As my beautiful bride walks down the aisle, I think to myself how this all happened? I remember loving her so much that it hurt, because I didn’t know what I know. See, my relationship with Jen back then was confusing. I thought that I only "wanted" Jen, because she was supper hot. When actually I "wanted" her because I loved her. We have been through some rough times, and believe me they were pretty rough. I never thought I would marry this "supper hot" woman. Things were so rough that I knew we could only share this love mixed with pain, and never actually be together. I could only be Jen’s friend and nothing more. I am the one that made her stepfather leave and have her mother’s unborn child be put up for adoption. I am the one that made her pain of being raped each night public.
I only wanted to save the woman I so much cared for. It hurt me so much to think of my new friend keeping a secret from me. When she finally told me it tore my heart. Thinking of all the pain I went through witnessing my brothers suicide, this secret didn’t even seem to compare.
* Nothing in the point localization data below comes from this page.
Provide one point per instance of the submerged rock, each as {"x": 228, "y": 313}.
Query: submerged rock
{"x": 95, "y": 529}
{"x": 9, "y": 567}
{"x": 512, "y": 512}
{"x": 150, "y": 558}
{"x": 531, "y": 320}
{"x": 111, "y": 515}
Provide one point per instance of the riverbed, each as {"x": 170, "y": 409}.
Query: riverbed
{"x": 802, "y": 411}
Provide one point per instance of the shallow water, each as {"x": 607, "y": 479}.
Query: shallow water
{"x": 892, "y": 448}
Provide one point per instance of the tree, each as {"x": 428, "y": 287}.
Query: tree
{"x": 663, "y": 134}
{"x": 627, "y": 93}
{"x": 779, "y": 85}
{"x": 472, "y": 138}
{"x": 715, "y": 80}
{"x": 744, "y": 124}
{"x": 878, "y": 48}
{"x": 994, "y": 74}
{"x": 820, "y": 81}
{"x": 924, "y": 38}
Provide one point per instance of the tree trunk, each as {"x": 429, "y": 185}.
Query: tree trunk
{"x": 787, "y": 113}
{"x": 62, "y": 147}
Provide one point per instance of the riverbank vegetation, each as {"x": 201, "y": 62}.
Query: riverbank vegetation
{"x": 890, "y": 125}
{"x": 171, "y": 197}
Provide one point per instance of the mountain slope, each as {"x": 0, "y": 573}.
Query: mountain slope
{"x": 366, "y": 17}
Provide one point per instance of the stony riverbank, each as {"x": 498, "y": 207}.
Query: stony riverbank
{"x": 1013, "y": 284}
Jen wanted me to keep it a secret and made me promise not to tell anyone. I broke that promise, and maybe that’s why it took me so long to get to where I am now. It’s all worth it now though, with that scum behind bars and getting his attorneys license taken away. Jen is now free of him, and she may sleep comfortably at night. She doesn’t have to worry about that slime coming into her room reach night and taking advantage of her young body. I am now soon to be her husband and I will be her knight and shining armor.
I love Jen. We have found so much pain in the love we found for each other. Our love now will concur are pain of the past. We know how to help each other. It took us a long time to get to where we are now, but we finally made it. I knew from the first time I met Jen that I loved her. I knew because it wasn’t lust. I didn’t want to sleep with her right away, and I was confused as to how that could be. How could I love someone so much and not be overly attracted to her body? Then as the years went by I still had this great love for this woman. Dr. Newcombe told me that I could probably never have an active life style with Jen. Believe me I thought about that one! Well, now I’m marrying that woman, and I don’t regret it at all.
I love Jen, and now she is by my side at the alter.